Using the “cars” dataset in R, build a linear model for stopping distance as a function of speed and replicate the analysis of your textbook chapter 3 (visualization, quality evaluation of the model, and residual analysis.)
library(ggplot2)
cars_data <- cars
cars_model <- lm(dist ~ speed, data = cars_data)
cars_model
##
## Call:
## lm(formula = dist ~ speed, data = cars_data)
##
## Coefficients:
## (Intercept) speed
## -17.579 3.932
If \(x\) represents the speed of the car and \(y\) represents the stopping distance, then based on the regression analysis above we can represent stopping distance as a function of speed with the equation \(y = 3.932x - 17.579\) or \(y = -17.579 + 3.932x\)

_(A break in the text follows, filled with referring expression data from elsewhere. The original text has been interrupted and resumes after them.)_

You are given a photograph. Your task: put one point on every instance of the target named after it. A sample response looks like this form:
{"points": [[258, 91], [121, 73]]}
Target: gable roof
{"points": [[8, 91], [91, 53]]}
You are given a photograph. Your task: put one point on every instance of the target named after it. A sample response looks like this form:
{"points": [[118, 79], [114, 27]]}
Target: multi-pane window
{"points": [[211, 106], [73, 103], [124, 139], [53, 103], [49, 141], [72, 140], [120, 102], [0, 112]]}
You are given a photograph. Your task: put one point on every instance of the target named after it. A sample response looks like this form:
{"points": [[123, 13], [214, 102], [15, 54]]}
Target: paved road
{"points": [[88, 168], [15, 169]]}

Since \(17.579/3.932 \approx 4.470753\), we can interpret our regression equation to mean that we would expect a car traveling around 4.5 miles per hour to be able to stop instantaneously (\(y = 0\)), and that each one mile per hour increase in speed would result in an average increase in stopping distance of around 4 feet.

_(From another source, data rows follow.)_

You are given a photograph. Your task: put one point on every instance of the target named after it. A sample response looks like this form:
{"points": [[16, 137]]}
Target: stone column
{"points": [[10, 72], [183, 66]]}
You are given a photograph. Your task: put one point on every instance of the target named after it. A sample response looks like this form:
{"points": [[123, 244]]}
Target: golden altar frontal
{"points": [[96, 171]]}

The scatterplot for the cars data is shown below.
ggplot(cars_data, aes(x = speed, y = dist)) + geom_point() + labs(title = "Car Speed vs. Stopping Distance", x = "Speed (Miles/Hour)", y = "Stopping Distance (Feet)")

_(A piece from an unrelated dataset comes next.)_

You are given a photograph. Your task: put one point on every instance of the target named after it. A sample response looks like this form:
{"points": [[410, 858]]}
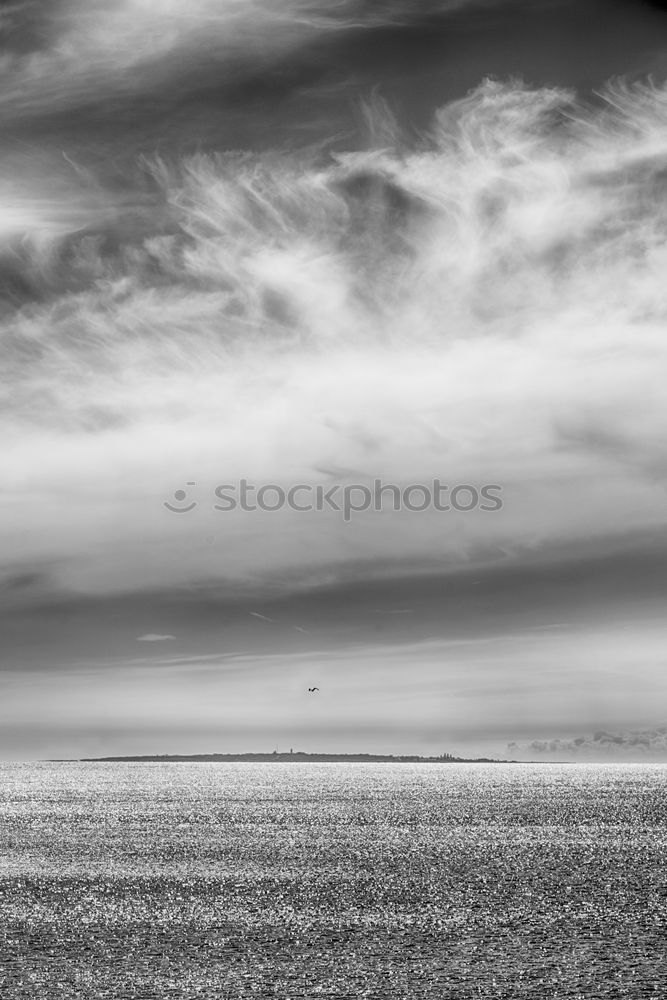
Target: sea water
{"points": [[332, 880]]}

The same scatterplot with the linear model overlaid is shown below.
ggplot(cars_data, aes(x = speed, y = dist)) + geom_point() +
labs(title = "Car Speed vs. Stopping Distance", x = "Speed (Miles/Hour)", y = "Stopping Distance (Feet)") +
geom_abline(aes(slope = coef(cars_model)[2], intercept = coef(cars_model)[1]))
summary(cars_model)
##
## Call:
## lm(formula = dist ~ speed, data = cars_data)
##
## Residuals:
## Min 1Q Median 3Q Max
## -29.069 -9.525 -2.272 9.215 43.201
##
## Coefficients:
## Estimate Std. Error t value Pr(>|t|)
## (Intercept) -17.5791 6.7584 -2.601 0.0123 *
## speed 3.9324 0.4155 9.464 1.49e-12 ***
## ---
## Signif. codes: 0 '***' 0.001 '**' 0.01 '*' 0.05 '.' 0.1 ' ' 1
##
## Residual standard error: 15.38 on 48 degrees of freedom
## Multiple R-squared: 0.6511, Adjusted R-squared: 0.6438
## F-statistic: 89.57 on 1 and 48 DF, p-value: 1.49e-12
We see that the median residual is close to 0 and the first and third quartile residuals are of very similar magnitude, both of which are desirable for a good linear model. The minimum and maximum residuals are not as close as the first and third quartile residuals, but are still not very far apart.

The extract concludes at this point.